Nevertheless, doom-scrolling the news doesn't help us nor the ones affected. So I hope that today's Weekly5—filled with beautiful and genius voices, songwriting, and sounds—may give you a moment of escape and calm.


Jacob Banks – Just When I Thought

I vividly remember the very first gig by Jacob Banks in Switzerland. The Mascotte club in Zurich was completely sold out, the queue went around the block. This was almost five years ago.

With his EP The Boy Who Cried Freedom and its hit single Chainsmoking, the British artist became an instant phenomenon. Unknown (To You), an insanely sad ballad, cemented Banks reputation.

Just when I thought you were ready for me
Kingdoms of the heavens falling
Just when I thought you were ready for me
Thunder and rain is pouring

Now, the man with the voice of a god is back with a new song, Just When I Thought. It's a single that, like Chainsmoking, combines a contemporary sound with the original soul. It slowly drags, synths uncomfortably buzzing in the background.

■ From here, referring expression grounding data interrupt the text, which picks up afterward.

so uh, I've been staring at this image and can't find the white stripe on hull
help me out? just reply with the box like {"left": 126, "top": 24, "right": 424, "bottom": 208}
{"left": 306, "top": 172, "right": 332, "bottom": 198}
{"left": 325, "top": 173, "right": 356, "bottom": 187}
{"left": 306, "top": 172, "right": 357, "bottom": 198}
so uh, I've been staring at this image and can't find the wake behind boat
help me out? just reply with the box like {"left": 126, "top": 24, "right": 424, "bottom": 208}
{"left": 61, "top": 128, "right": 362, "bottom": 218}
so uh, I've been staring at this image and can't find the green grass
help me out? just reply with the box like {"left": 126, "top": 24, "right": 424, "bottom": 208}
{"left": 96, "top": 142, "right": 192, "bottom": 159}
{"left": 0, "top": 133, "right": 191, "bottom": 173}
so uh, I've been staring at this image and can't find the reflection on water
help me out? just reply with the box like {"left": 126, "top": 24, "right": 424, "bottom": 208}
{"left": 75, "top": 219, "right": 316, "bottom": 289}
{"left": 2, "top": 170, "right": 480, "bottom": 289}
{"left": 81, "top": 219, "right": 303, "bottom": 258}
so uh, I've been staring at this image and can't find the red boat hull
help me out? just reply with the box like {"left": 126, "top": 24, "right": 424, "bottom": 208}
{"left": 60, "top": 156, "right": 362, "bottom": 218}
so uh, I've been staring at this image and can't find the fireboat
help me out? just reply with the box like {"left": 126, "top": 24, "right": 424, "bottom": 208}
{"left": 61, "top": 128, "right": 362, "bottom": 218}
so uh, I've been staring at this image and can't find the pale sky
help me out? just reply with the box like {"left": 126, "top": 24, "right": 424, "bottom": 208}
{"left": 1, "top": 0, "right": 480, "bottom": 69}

But just after half of its runtime, Just When I Thought changes gear dramatically, morphing into a warm gospel song. The contrast is shocking, but it works surprisingly well. And listening to Banks' voice is simply pure pleasure.

Violence – Honey

The post-punk revival is getting stronger with every release. Fresh bands like Grundeis or VLURE bring this short sonic era back to the present. Part of this new movement in musical darkness and melancholy are Kopenhagen's Violence.